I’m not sure what’s causing this. She seems to have become acutely aware of her mouth and lips when she speaks, mouthing shapes and whispers in between words, which is oddly disconcerting as from the other side of the room it looks like she’s in a badly-dubbed martial arts movie.

Is the possibility of having a brace for her teeth preying on her mind, or is it another worry - perhaps that she's starting her new school soon?

I’m hoping it’s simply a case of Familial Cabin Fever (on both our parts), otherwise known as Bloody Hell, It’s The Fifth Week Of The Summer Holidays, Surely They’re Over Soon Syndrome.



Video is LCD Soundsystem - On Repeat

Related posts:
Stuck
Perseveration


Saturday, 23 June 2012

Stuck

“It’s because I’ve got Prader-Willi Syndrome!” my daughter yelled at her classmate, slamming her hand down on the table.

Her teacher met me at the end of school, describing how my normally happy girl had had a meltdown in the classroom.

It was one of those days when her needle got stuck and nothing could make it hop and jump onto the next groove.* (*For those of you who think vinyl is what your Gran’s got on her kitchen floor, this is a reference to LPs.

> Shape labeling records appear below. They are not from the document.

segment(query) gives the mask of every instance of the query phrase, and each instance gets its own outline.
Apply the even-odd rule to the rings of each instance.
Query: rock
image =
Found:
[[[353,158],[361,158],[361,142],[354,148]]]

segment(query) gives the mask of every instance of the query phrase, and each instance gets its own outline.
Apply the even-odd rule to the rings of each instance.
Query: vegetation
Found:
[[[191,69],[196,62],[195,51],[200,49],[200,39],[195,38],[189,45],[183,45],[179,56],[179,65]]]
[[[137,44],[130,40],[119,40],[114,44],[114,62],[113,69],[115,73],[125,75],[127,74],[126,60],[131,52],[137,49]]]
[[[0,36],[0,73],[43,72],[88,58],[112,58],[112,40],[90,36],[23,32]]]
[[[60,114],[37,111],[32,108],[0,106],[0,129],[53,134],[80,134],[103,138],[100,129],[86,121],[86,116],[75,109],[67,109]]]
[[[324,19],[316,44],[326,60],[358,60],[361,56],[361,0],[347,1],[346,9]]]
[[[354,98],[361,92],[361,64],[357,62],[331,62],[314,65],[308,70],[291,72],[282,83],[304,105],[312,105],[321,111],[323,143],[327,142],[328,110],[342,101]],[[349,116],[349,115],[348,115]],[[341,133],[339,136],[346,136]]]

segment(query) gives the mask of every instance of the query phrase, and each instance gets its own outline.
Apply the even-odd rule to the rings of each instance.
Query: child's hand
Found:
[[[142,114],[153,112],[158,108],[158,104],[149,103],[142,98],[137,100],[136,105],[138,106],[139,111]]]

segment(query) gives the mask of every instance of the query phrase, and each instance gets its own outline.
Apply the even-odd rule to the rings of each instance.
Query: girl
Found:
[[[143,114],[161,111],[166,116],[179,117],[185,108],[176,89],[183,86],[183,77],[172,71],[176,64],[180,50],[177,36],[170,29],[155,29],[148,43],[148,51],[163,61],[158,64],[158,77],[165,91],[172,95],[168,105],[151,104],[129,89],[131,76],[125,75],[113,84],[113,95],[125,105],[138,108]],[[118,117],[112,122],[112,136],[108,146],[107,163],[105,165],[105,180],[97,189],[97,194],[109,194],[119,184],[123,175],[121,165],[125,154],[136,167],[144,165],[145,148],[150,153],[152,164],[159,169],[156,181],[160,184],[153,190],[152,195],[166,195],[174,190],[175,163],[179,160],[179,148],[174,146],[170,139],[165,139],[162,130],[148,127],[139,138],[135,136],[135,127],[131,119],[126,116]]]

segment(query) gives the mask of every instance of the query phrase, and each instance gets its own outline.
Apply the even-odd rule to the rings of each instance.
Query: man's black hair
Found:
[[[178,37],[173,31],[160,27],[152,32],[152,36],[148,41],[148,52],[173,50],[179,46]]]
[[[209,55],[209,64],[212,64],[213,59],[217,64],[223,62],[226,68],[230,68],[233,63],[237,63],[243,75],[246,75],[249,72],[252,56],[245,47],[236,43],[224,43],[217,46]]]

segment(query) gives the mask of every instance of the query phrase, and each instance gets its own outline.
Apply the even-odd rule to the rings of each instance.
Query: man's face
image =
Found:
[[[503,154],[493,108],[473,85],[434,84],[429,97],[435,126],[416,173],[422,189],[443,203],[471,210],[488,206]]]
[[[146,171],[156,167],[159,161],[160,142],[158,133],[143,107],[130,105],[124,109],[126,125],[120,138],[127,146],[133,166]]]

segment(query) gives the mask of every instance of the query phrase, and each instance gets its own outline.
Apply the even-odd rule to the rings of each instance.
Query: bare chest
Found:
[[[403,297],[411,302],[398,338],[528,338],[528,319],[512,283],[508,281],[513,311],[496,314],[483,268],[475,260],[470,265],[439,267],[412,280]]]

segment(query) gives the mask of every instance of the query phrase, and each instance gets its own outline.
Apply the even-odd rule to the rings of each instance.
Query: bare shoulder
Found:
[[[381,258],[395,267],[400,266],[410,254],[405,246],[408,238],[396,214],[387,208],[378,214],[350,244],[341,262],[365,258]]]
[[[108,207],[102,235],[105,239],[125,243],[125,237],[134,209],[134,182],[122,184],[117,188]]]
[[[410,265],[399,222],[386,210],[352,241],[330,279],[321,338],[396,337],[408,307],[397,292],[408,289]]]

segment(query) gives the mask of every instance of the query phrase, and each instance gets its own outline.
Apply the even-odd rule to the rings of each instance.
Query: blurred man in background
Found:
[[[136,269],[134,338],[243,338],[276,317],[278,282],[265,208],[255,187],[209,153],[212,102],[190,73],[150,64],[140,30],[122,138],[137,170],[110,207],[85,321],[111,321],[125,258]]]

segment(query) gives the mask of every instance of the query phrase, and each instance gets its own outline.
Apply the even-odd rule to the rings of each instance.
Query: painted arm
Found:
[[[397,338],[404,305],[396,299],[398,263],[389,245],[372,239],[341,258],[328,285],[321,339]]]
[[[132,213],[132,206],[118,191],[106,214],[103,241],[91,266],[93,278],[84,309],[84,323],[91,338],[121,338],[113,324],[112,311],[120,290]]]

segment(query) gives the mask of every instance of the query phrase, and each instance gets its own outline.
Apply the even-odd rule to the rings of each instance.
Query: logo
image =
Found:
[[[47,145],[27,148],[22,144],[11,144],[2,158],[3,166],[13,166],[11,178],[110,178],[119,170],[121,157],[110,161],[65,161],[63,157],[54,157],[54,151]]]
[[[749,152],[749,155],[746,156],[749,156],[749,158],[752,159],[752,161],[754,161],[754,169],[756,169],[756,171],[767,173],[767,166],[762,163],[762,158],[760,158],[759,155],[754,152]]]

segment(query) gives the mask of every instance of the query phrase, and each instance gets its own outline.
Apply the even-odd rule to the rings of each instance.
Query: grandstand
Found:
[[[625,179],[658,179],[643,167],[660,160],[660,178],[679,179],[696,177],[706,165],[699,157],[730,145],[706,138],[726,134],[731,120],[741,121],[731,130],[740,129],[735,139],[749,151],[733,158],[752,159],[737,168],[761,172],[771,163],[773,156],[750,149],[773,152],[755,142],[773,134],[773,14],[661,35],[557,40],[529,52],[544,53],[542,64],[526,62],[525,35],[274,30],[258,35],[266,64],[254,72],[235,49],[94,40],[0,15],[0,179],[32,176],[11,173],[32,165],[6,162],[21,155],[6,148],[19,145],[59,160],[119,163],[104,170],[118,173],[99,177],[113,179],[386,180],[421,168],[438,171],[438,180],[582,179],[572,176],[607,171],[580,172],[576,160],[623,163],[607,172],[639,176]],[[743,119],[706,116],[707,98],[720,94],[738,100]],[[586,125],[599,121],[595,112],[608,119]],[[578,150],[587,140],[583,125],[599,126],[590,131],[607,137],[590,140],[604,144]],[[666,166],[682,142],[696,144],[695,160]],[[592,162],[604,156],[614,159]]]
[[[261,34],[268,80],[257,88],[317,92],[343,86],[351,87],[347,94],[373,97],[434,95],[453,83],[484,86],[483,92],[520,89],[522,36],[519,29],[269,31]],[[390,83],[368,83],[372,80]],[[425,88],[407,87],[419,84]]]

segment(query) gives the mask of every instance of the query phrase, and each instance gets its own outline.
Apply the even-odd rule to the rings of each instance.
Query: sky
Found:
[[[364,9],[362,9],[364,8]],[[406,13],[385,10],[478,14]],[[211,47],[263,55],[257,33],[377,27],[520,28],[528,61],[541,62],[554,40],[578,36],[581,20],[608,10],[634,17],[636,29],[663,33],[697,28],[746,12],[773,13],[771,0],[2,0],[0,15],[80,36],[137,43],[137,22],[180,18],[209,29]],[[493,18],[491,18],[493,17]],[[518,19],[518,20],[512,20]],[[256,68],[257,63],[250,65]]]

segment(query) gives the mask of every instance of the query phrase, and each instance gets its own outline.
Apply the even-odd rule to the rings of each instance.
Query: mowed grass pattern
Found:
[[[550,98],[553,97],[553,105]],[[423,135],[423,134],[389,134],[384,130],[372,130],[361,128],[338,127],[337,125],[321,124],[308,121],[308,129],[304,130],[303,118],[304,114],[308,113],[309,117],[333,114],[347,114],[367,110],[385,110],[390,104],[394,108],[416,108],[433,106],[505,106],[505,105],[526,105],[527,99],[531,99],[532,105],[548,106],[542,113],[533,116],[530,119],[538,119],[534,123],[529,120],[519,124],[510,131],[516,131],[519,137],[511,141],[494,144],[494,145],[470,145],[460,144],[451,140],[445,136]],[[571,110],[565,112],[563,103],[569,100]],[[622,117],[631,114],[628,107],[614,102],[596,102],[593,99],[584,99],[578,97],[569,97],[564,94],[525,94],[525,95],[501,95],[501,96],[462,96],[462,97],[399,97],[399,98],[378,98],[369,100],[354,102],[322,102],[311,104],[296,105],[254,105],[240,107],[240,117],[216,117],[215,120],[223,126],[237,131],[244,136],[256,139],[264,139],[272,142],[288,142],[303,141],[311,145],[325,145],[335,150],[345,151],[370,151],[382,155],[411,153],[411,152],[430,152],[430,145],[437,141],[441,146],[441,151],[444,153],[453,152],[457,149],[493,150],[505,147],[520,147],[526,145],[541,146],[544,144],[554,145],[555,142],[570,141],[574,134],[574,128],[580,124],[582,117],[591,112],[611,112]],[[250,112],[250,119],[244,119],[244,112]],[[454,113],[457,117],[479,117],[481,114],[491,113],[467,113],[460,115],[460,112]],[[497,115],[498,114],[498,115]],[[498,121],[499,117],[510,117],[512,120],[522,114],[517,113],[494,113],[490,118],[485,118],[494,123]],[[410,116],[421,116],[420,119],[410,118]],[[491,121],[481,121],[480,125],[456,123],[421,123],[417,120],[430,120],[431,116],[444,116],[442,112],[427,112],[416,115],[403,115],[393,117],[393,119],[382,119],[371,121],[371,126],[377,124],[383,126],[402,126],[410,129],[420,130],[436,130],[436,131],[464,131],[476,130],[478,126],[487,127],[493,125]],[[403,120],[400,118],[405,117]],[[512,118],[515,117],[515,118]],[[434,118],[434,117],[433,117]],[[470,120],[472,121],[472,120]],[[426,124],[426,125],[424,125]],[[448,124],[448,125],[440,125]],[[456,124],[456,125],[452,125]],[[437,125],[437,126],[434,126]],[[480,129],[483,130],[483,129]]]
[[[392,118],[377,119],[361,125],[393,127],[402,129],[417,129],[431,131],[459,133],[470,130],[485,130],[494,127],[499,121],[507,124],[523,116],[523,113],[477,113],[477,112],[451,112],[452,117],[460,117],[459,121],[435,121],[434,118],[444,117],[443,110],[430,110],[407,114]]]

Yes, I’m down with the kids, daddio.)

It isn't rare for my daughter to perseverate (obsess and repeat a phrase or behaviour over and over again). But it is rare for her to do it for very long periods at school, where normally a mix of distraction, patience and luck will see it out.

On this occasion, her thoughts had focused down to the narrowest of channels, and she had decided to repeat herself about repeating herself.

“I...I...I...know. I know. I don’t want to repeat things. You are. It’s because of my Prader-Willi. I’m not repeating things any more. I’m not saying it. You are. I’m going to stop. I’m stopping saying it again. I KNOW. I know. I’m not repeating myself. It’s because of my Prader-Willi. I know. I’m not repeating things any more...You are. I am. I’m not.”

It was an inner dialogue, racing around her brain, but of course it was being declaimed, very loudly, because inner dialogue is not something my daughter’s mind and mouth work together on.

After a morning of this, and no sign of it abating, her teachers were trying to distract her, and her classmates were telling her to stop saying stuff over and over again. Ryan got a blast of her infrequent temper and the table-slamming comment. I believe a pen or two may have been thrown. But, as the teacher explained, my daughter seemed to be angriest with herself.

Sometimes, she thinks about her syndrome. Sometimes she gets frustrated when she gets stuck in a thought or a behaviour and senses what she’s doing is odd or difficult for other people to deal with. Sometimes, but not often, she gets angry. And sometimes she says to me like she did after her meltdown day: “I wish I didn’t have Prader-Willi Syndrome”.

Of course, the next day things were fine. Like they usually are.